Pertanyaan Alarya yang terlontar membuat Zeenda geragapan. "A--Ah, maksudnya, sekolah kalian gimana?"
"Karena Alarya masih kelas sepuluh, itu nggak masalah. Dia mungkin bisa cuti dan mengganti semua pelajaran yang tertinggal dengan home schooling. Sepertinya juga konsep seperti itu bakal dipakai Abi untuk aku. Cuman mungkin aku akan melaksanakan ujian nasional di sana." Arfan menarik napas dengan berat, mendadak peningnya terasa.
"Abang?" Alarya melihat perubahan sikap kakaknya langsung peka.
Zeenda melihat itu langsung ikut khawatir. "Kakak sakit, ya?"
Medengar pertanyaan itu, lelaki yang dimaksudkan hanya menggeleng kepala tegas. "Aku baik-baik aja."
"Mau ke rumah sakit, Kak?"
Arfan memaksakan senyum. Ia memandangi wajah Zeenda yang cemas. "Nggak perlu, Zee."
"Tapi pucet banget, Kak. Rumah saya nggak sedia obat dalam. Kalau mau, ayo ke rumah sakit."
"Je, nggak usah, deh. Mungkin kita pulang aja, ya." Alarya menengahi.
"Kalian ke sini naik motor, kan? Terus dalam kondisi gini, Kakak mau bawa motor, gitu?" Zeenda tahu kalau Alarya tidak bisa mengendarai kendaraan beroda dua itu. Jadi ia langsung berpikiran yang tidak-tidak jika saja Arfan memaksakan untuk mengemudi.
Terdengar kekehan dari lelaki itu. "Kamu lucu kalau panik." Katanya, membuat Zeenda termenung sebentar. Sedangkan alis Alarya sudah bertaut, menghina secara diam-diam cara sang kakak mengekspresikan diri.
"Astaghfirullahal'adzim, ingatlah wahai kakak dan calon kakak iparku, aku hadir untuk menjaga kalian." Alarya sudah geleng-geleng kepala.
"Benar kata Alarya.
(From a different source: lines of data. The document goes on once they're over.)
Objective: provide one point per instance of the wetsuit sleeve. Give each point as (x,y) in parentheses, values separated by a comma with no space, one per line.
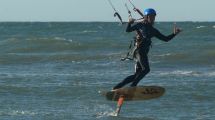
(163,37)
(131,28)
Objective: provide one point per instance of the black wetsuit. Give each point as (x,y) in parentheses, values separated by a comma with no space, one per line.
(146,32)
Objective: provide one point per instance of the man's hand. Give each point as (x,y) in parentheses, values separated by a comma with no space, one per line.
(131,20)
(176,30)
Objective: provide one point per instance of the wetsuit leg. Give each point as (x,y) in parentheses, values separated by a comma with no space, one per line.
(145,69)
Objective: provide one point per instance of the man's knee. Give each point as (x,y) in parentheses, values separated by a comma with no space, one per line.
(146,70)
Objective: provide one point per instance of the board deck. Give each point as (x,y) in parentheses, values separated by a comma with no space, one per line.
(135,93)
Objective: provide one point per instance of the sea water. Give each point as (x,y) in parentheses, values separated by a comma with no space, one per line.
(53,71)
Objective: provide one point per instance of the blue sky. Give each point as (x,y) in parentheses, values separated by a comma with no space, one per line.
(100,10)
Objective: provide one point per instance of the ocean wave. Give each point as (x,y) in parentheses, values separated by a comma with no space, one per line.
(17,113)
(89,31)
(179,73)
(201,26)
(186,73)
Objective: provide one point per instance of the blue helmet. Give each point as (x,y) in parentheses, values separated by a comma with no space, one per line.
(149,11)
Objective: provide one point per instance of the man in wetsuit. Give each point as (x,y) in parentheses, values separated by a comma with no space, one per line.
(145,31)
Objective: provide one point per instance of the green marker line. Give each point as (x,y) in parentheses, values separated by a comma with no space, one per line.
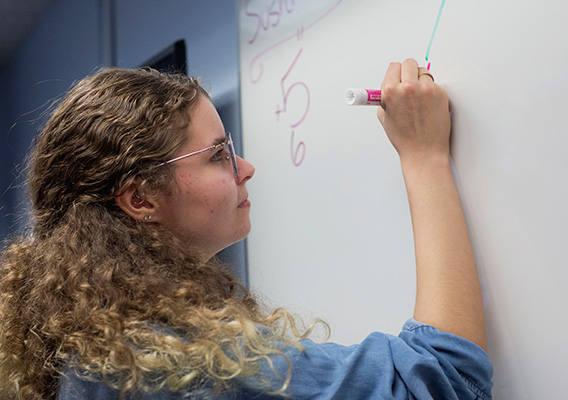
(435,28)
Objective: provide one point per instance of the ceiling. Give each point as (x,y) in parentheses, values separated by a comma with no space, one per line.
(17,17)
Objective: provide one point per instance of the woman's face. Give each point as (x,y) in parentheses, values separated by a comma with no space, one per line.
(208,207)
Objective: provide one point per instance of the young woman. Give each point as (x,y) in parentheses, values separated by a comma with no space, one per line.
(116,292)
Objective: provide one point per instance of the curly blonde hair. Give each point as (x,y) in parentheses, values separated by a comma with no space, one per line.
(94,291)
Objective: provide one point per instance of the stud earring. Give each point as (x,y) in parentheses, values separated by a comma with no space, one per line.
(137,200)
Zee, kita pulang dulu, ya." Melihat Arfan yang hendak bangkit, Zeenda langsung berteriak menahan.
"Keluhan Kakak apa?"
Arfan menaikkan salah satu alisnya. Mula ia merasa bingung, tapi langsung tersenyum begitu paham. "Hanya sedikit pusing dan mual."
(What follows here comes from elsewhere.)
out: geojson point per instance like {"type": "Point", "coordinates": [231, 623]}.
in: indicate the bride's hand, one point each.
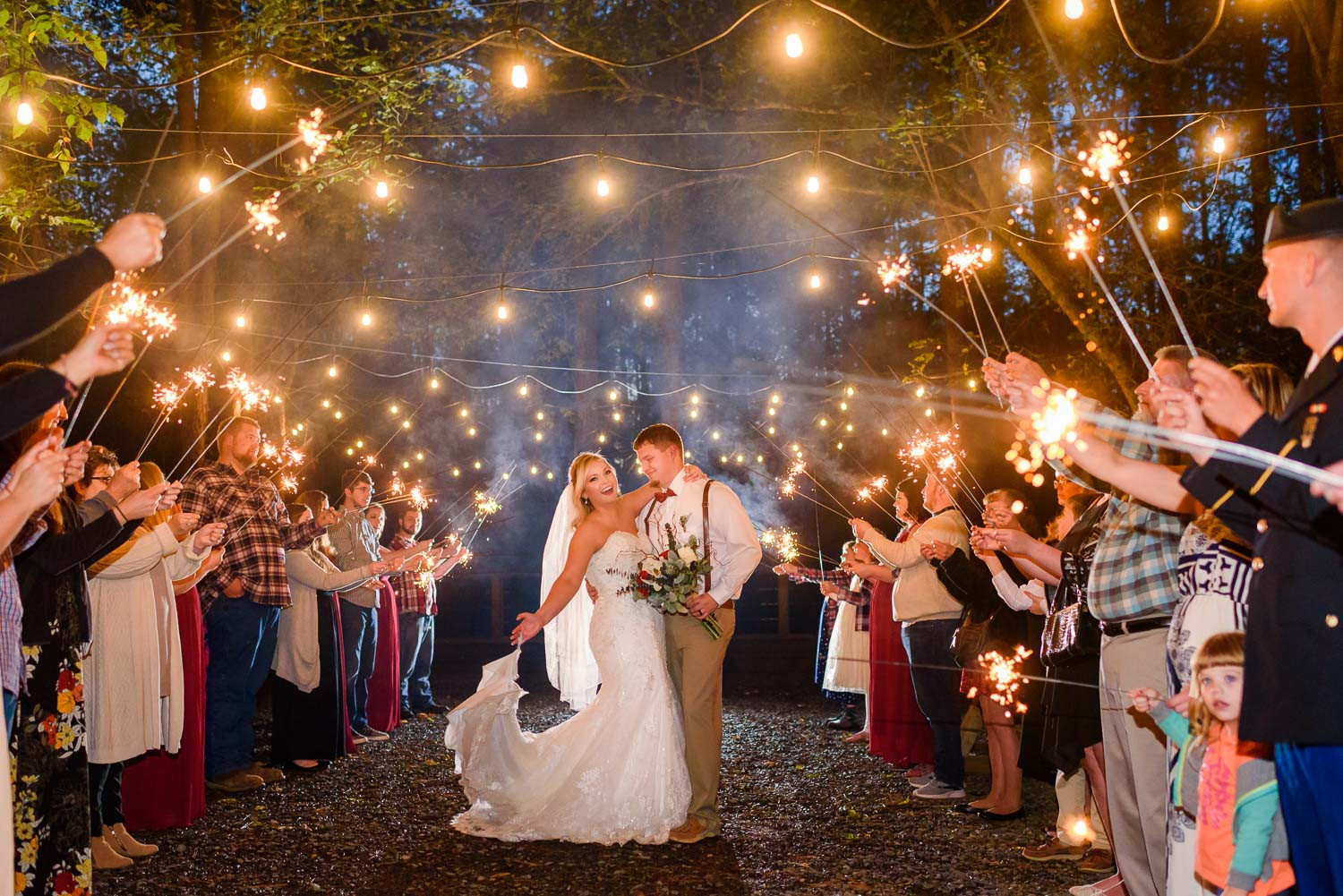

"Kalau gitu, tunggu sini." Zeenda sudah bangkit dan pergi pamit, entah ke mana. Tak lama, gadis itu kembali dengan secangkir minuman dan beberapa kapsul obat herbal.
"Ayah selalu minum ini kalau merasa keluhan seperti yang sedang Kakak rasakan. Diminum dulu, baru pulang." Zeenda membuka kapsul dan mencampurnya pada minuman di cangkir, mengaduk sebentar lantas menyodorkan secangkir minuman dengan bau jahe yang begitu menyengat itu pada lelaki di hadapannya.
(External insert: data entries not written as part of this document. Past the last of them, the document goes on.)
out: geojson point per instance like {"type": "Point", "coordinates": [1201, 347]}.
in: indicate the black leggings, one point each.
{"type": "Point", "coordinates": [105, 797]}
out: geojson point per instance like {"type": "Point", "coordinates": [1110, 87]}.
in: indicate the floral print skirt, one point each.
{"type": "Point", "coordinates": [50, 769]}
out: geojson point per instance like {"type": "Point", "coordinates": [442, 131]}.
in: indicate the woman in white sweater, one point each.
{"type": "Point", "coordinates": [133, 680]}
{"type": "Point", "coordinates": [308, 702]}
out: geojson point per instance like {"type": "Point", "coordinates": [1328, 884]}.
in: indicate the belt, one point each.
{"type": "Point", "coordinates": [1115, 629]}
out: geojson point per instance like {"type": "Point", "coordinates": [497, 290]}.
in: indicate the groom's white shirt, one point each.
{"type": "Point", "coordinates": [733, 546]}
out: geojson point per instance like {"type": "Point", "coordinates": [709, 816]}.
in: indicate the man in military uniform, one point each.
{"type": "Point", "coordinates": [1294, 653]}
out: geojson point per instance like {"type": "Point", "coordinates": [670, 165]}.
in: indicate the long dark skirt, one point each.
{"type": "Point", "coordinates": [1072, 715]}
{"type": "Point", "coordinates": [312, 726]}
Arfan terdiam sementara, hatinya langsung dikepaki ribuan kupu-kupu. Rasa senang bukan kepalang dirasanya saat ini, begitu menerima perlakuan Zeenda yang sangat manis.
Eh, sudah gila kau! Biasanya otak Zeenda yang sarkas, tapi sekarang virus sarkasme pun menjangkiti otak Arfan.
Dengan niat, lelaki itu langsung menenggak habis. Ia menanamkan pemikiran dalam benak bahwa obat yang diminumnya itu akan berefek baik pada tubuhnya.
KAMU SEDANG MEMBACA
Faal
SpiritualArfan itu nampak sempurna di mata semua kaum hawa, tak terkecuali Zeenda yang sudah menumbuhkan perasaan di dadanya secara diam-diam. Yang bikin syok adalah ketika alam semesta seolah mendukung afeksinya sampai Arfan juga melirik pada Zeenda da...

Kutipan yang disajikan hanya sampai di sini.